On the other hand, in a decentralized approach, users need to place trust in other users in the system, whose devices, rather than a central operator, are in charge of responsibly broadcasting potential exposure data to everyone else. In this system, you run the risk of people potentially “spoofing” other users and you could have a user maliciously expand or contract their proximity to other users, but this type of replay attack is mitigated by GAENS. In both cases, data is assumed anonymized, since user identifying tokens are randomly generated, however in the centralized case you would have to also trust that the central service provider is not “de-anonymizing” that data by associating it with a user or their device in other ways.
There are other security concerns associated with centralization, and the DP-3T document does a good job of addressing most of the security concerns and considerations between the different approaches. Google and Apple remain adamant that a decentralized system is the most effective, and we’ve outlined how this approach works.
07. Moving Forward
While it’s still early in the development process, it’s encouraging to see organizations like Apple and Google working together to transparently create a proposal that aims to realize the benefits of contact tracing in a privacy preserving way. Google and Apple, especially within the last few years, have been striving to promote user privacy and security as core requirements for their products.

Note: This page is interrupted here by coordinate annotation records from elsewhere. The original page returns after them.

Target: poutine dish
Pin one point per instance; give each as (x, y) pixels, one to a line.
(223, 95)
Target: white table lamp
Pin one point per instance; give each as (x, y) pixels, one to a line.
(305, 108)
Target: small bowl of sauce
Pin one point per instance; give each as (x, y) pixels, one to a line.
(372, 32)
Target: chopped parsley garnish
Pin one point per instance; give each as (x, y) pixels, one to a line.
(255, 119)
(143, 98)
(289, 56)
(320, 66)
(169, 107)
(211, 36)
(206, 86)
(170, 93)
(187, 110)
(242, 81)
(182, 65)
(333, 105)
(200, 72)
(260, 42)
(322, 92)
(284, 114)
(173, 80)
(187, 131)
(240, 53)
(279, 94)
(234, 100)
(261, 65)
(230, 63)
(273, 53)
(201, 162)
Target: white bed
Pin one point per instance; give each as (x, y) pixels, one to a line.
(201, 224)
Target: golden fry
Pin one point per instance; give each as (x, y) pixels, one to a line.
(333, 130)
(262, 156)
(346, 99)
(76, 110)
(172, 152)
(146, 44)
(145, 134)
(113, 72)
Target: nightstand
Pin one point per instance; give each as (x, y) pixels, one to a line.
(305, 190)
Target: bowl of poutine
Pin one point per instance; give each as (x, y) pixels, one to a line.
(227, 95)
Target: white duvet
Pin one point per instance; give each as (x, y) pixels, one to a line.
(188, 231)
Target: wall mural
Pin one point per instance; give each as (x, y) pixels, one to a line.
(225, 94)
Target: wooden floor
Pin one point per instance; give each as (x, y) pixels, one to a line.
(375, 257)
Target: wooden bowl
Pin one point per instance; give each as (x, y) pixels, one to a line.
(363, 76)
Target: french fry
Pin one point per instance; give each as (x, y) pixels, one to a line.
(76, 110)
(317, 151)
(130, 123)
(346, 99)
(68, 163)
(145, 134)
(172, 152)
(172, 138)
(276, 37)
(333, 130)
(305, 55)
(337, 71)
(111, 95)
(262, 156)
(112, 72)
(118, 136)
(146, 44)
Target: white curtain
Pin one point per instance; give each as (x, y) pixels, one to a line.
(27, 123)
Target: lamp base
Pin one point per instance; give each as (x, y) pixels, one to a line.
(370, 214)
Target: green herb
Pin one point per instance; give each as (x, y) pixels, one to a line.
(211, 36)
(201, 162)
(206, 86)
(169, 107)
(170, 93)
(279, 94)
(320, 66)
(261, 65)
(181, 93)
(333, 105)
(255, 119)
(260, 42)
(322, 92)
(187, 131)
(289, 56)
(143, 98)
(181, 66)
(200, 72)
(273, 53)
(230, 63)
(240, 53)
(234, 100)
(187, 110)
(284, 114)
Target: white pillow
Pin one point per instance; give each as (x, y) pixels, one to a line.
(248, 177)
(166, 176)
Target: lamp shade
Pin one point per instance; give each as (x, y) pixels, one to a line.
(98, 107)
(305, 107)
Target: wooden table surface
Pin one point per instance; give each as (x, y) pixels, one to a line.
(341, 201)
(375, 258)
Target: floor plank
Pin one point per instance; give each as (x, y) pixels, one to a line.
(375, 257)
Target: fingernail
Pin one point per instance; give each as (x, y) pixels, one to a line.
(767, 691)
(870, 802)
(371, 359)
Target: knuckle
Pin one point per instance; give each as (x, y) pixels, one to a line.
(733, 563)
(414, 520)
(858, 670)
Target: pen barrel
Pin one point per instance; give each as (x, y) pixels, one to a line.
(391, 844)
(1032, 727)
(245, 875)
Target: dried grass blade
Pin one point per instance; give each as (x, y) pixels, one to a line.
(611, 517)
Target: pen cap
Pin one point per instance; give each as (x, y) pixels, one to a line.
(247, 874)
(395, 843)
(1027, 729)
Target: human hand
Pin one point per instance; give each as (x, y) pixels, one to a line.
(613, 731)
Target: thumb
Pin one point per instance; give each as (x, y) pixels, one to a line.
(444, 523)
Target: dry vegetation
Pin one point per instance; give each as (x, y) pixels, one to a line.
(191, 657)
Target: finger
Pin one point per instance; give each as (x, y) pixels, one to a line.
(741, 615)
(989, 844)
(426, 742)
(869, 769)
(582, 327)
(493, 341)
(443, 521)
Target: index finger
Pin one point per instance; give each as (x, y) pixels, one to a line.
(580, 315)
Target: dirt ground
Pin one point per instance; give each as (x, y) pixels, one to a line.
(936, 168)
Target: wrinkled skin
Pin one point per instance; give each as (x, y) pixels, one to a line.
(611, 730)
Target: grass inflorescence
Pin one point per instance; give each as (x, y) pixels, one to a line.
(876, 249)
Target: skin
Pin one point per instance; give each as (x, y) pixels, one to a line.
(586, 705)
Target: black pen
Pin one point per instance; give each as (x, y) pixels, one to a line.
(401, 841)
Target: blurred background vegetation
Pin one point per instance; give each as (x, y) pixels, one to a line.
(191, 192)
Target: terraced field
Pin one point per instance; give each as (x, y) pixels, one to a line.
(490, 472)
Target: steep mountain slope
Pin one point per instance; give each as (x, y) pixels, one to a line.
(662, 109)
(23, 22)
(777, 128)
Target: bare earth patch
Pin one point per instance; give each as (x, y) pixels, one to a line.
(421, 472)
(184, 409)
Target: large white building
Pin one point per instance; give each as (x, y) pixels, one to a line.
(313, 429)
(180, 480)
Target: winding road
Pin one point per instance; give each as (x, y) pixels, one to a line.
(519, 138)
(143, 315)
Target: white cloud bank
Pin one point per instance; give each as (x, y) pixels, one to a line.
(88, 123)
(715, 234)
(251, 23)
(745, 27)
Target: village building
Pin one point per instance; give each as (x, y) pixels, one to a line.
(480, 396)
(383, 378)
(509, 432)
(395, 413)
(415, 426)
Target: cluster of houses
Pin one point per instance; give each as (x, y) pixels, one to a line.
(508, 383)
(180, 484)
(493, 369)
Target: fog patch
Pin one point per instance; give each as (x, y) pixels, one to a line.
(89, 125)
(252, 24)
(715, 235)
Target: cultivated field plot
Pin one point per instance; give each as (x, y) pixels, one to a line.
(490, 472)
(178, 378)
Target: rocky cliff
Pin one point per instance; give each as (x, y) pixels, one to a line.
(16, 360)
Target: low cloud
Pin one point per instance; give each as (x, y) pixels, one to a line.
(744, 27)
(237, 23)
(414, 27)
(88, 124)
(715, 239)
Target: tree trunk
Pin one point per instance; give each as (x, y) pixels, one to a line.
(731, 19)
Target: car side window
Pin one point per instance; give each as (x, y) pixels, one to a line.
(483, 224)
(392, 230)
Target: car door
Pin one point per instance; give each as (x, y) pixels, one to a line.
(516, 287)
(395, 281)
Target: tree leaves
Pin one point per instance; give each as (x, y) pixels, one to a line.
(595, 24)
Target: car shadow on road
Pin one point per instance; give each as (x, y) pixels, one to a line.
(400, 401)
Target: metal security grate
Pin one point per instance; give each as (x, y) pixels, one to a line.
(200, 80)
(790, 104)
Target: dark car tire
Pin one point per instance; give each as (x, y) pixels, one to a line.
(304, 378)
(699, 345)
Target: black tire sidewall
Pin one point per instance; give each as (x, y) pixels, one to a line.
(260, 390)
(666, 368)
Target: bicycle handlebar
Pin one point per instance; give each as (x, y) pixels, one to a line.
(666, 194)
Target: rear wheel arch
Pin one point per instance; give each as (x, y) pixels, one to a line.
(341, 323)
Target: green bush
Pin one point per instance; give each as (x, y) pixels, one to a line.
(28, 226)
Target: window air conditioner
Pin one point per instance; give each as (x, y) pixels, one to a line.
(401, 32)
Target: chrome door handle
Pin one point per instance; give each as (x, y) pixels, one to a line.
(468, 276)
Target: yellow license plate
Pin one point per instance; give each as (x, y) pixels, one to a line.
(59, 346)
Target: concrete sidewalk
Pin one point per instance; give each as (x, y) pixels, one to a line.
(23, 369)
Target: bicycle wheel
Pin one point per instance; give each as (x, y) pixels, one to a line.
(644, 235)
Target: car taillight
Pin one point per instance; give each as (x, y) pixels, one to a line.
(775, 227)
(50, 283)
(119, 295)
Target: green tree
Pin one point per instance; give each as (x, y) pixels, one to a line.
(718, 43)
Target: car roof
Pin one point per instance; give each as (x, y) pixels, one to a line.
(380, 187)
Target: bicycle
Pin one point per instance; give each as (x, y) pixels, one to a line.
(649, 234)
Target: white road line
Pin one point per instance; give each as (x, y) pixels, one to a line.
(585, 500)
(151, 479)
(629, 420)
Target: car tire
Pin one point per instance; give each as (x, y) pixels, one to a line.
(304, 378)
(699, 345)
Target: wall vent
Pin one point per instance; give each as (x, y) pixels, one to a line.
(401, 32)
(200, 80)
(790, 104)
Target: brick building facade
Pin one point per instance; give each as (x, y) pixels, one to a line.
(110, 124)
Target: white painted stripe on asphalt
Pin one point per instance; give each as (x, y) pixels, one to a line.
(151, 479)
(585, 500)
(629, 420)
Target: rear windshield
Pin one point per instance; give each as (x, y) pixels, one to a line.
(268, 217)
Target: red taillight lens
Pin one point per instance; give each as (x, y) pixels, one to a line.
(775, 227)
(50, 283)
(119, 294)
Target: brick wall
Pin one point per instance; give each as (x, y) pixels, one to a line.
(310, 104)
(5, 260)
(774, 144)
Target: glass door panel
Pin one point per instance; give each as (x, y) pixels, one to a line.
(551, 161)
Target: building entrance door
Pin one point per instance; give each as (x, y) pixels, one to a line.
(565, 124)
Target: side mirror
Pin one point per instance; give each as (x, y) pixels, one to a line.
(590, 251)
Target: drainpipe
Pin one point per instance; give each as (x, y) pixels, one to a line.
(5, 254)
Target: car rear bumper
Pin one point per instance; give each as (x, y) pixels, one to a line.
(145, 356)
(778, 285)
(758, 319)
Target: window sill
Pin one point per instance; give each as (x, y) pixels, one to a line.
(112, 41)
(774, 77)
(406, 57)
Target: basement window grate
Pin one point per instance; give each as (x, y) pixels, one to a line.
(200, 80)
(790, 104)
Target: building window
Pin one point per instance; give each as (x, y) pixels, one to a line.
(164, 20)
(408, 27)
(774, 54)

In addition to building their own proposal for contact tracing, both companies announced that contact tracing mobile apps distributed through their app stores cannot track the geolocation of users. In this case, it’s clear that both Google and Apple are focused on maintaining user privacy both through the implementation of their exposure notification framework as well as through sound policy.
Balancing the benefits of contact tracing with user privacy is a hard thing to get right, but we’re excited to see organizations both from the industry and academia working together to push things in the right direction.